At 1:22 PM -0400 5/29/03, Ian Grigg wrote:
The following appears to be a bone fide case of a
threat model in action against the PGP program.

Leaving aside commentary on the pros and cons
within this example, there is a desparate lack of
real experience in how crypto systems are attacked.
IMHO, this leads to some rather poorly chosen
engineering decisions that have shown themselves
to stymie or halt the success of otherwise good
crypto systems.

Does anyone know of a repository for real life
attacks on crypto systems?  Or are we stuck with
theoretical and academic threats when building
new systems?

iang

There is a lot of material from the World War II era (e.g Silk and Cyanide by Leo Marks) and the early cold war (e.g. http://www.nsa.gov/docs/venona/).
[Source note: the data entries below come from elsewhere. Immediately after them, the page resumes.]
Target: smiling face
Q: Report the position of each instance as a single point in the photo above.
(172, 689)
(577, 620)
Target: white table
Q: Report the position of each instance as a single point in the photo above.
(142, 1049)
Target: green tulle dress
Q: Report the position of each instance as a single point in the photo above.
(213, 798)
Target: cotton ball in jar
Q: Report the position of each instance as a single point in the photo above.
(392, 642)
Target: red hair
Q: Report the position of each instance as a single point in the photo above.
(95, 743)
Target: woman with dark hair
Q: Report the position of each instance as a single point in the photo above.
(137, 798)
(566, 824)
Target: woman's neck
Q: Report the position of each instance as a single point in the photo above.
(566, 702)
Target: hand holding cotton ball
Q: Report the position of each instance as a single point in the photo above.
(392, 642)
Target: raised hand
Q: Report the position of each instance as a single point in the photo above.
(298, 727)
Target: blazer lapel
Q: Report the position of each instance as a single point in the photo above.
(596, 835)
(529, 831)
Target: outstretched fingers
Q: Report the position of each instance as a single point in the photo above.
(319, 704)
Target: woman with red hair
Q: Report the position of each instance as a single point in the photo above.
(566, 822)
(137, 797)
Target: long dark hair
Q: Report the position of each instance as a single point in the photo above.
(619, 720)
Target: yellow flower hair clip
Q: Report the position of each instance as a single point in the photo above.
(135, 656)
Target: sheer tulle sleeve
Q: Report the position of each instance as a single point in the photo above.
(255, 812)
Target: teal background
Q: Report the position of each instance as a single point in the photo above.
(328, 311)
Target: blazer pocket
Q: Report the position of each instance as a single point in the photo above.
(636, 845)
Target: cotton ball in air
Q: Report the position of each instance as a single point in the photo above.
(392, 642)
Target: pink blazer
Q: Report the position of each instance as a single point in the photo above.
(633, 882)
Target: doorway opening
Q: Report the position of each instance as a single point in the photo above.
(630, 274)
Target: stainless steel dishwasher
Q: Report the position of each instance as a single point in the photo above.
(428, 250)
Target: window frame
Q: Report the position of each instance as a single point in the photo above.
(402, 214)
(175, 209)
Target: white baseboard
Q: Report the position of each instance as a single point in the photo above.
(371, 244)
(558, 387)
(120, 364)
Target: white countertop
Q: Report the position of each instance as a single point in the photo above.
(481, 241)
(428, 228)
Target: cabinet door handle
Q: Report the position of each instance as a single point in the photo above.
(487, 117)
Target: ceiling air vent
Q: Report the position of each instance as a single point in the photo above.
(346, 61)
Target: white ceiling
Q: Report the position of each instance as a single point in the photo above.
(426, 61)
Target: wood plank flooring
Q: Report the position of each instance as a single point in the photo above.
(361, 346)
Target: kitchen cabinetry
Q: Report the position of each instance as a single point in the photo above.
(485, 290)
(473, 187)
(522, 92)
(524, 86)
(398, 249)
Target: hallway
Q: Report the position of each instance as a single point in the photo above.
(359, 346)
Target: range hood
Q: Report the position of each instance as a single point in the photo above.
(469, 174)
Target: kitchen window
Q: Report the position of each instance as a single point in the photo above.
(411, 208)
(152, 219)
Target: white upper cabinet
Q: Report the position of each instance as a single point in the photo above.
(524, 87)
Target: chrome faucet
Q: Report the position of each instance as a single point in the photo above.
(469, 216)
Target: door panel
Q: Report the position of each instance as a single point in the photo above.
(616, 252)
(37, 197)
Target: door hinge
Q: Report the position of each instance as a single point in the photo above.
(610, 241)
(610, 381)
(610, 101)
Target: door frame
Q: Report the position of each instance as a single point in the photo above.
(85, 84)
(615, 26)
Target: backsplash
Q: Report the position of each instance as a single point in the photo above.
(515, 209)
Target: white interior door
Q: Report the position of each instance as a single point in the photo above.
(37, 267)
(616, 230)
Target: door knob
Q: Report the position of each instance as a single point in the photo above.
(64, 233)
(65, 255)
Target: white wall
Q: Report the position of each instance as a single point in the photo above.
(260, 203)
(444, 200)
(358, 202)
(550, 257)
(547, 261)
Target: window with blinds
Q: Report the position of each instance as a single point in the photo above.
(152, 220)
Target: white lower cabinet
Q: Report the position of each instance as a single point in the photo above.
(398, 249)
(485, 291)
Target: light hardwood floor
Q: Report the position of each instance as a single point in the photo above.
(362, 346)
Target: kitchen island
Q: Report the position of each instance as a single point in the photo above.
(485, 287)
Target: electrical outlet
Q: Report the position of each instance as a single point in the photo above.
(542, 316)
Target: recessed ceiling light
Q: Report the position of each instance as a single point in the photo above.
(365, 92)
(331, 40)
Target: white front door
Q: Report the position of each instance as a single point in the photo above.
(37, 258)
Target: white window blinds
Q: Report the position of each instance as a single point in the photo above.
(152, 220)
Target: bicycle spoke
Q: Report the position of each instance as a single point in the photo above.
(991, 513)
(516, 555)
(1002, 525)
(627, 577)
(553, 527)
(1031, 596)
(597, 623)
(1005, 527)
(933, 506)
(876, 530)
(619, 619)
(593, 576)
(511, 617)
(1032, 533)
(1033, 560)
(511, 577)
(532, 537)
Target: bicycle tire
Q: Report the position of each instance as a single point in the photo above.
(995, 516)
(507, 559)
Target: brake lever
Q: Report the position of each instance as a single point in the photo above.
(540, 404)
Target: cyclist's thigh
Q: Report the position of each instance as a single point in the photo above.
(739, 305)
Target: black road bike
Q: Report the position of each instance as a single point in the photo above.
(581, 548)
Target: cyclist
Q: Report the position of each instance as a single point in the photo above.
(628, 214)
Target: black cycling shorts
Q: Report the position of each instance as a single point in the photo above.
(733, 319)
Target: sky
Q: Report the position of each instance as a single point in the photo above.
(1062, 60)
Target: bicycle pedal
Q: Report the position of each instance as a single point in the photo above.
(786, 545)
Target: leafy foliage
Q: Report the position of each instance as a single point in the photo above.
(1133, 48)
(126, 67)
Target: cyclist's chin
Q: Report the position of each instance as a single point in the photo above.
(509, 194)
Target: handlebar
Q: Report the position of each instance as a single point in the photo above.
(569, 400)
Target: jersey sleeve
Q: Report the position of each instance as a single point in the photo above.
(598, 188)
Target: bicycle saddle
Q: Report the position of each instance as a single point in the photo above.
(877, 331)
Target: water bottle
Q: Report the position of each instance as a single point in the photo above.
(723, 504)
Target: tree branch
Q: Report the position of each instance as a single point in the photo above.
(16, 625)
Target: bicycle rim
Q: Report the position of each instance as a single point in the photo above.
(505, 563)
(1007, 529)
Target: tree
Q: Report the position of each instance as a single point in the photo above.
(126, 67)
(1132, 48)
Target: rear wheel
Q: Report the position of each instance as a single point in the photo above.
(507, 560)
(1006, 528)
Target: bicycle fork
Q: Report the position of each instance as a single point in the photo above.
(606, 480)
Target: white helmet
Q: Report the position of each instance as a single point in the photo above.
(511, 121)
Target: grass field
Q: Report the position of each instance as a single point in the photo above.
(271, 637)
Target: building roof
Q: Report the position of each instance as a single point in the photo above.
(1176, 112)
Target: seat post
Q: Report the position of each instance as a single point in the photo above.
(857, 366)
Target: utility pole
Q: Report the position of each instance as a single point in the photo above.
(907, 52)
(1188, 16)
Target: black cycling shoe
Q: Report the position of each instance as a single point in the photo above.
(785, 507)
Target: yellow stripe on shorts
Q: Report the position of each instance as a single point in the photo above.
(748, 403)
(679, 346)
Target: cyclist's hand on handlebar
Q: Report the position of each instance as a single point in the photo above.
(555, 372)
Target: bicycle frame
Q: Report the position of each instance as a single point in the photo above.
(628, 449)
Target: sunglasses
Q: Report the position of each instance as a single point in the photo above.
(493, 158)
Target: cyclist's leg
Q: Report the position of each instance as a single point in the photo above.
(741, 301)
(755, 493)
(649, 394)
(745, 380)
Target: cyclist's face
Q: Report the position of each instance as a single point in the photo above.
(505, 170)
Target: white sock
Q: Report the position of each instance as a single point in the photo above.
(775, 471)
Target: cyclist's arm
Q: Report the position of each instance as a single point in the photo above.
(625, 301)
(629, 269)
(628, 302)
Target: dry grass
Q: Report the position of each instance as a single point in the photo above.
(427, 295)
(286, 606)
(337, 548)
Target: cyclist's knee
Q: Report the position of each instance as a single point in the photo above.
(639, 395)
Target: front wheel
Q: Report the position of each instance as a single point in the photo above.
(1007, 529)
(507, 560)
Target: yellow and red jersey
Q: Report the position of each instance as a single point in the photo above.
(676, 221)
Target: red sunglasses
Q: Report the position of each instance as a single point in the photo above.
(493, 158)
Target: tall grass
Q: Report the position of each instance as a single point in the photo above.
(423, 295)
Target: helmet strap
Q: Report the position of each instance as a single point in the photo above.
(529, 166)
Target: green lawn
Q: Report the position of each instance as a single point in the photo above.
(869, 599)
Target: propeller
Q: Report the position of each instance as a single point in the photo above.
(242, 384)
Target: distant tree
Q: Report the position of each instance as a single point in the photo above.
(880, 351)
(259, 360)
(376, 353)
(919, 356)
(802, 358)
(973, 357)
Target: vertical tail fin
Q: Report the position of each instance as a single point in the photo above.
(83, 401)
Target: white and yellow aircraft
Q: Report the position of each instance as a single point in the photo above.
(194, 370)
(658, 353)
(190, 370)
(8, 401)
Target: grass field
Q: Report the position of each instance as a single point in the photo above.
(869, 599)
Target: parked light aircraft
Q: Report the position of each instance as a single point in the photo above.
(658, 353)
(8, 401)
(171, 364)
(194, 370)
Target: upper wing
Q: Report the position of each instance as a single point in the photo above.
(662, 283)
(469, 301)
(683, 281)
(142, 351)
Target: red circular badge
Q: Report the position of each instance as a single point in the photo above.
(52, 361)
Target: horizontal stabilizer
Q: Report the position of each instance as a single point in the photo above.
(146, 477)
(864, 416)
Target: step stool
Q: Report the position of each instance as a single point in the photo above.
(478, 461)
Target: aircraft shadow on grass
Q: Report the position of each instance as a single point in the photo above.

Government cryptographic successes are usually highly classified and kept that way for decades. There was one recent story about the FBI's apparent use of a keyboard logger to get a accused organized criminal's password. The latest U.S. Government wiretap report http://www.uscourts.gov/wiretap02/contents.html (they are now required to report on encryption incidents) says: "Encryption was reported to have been encountered in 16 wiretaps terminated in 2002 and in 18 wiretaps terminated in calendar year 2001 or earlier but reported for the first time in 2002; however in none of these case was encryption reported to have prevented law enforcement officials from obtaining the plain text of the communications intercepted." By comparison they reported 1358 intercepts authorized in 2002.